When the user displays a bottle, the algorithm often detects this bottle as multiple objects and therefore classifies the bottle as different types. If there is actually more than one bottle, it is very hard to determine how many bottles there are on the data side, given that one bottle can be detected as multiple bottles anyways. To counteract this, we only want the user to show one bottle at a time. In addition, we took the detection with the highest confidence as the most probably correct assignment and returned the respective point value and name.

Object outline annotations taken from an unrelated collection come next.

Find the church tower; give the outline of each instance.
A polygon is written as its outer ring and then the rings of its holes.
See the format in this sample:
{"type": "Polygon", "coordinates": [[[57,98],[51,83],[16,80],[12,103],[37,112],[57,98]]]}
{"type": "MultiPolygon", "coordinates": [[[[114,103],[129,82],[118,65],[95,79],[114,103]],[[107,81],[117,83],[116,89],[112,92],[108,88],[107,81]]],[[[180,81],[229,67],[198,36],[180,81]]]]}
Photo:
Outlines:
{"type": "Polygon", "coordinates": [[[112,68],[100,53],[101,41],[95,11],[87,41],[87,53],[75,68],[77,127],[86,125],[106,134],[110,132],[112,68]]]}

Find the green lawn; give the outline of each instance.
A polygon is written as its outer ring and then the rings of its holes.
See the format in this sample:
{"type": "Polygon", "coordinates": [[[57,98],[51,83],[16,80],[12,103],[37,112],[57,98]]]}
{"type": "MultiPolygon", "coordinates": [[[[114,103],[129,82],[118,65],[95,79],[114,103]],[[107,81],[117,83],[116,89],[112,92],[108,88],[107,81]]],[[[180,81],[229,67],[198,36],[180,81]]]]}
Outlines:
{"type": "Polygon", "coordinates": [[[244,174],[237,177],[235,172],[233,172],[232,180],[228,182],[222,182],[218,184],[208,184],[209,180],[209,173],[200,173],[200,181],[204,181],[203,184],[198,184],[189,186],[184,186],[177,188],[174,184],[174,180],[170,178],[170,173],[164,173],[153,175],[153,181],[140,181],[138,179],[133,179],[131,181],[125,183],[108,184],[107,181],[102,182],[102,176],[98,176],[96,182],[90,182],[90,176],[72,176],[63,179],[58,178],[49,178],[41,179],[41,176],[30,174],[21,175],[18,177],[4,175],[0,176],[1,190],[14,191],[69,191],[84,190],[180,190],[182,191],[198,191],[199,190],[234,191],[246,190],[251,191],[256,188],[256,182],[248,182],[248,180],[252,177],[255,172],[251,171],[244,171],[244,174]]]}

Accomplishments that we're proud of

As is often the case in software development, the things we thought would be hard can end up being easy and things we thought would be easy end up being hard. Some of the things we are proud of include just getting a simple image to be displayed on the web page, getting the server up and running, and finding a decent background image for the game. Of course, one of the things we are most proud of is the accuracy and the usefulness of the image classifier.

What we learned

We collectively learned more about how important recycling is for progress in the sphere of environmental protection and preservation. We explored the process of fine tuning a neural network for usability and efficiency. We were all exposed to some novel design concepts in terms of visual layout and UI themes. Though none of us had any significant experience with web development, we came together as a team and figured it out. We worked to troubleshoot each other’s problems and figure out how to contribute to the team as a whole. Finally, we discovered the many thorny problems in integrating many disparate elements into one functioning system.

What's next for Bauxite

There are many different points to improve upon before Bauxite can be considered a finished product. The main thing would be further integrating the different pieces into one system. Right now, the game and the classifier are separate from the website. We would like to create a mobile version which can access the user’s phone camera, rather than a desktop camera. Another improvement would be creating “upgrades” in the game that are only accessed by recognizing more images of recyclable items. Anything past that point would be the cherry on top, but it would also be desirable to improve the neural network’s accuracy.

Built With

• flask
• javascript
• opencv
• python
• tkinter
• warp
• yolov5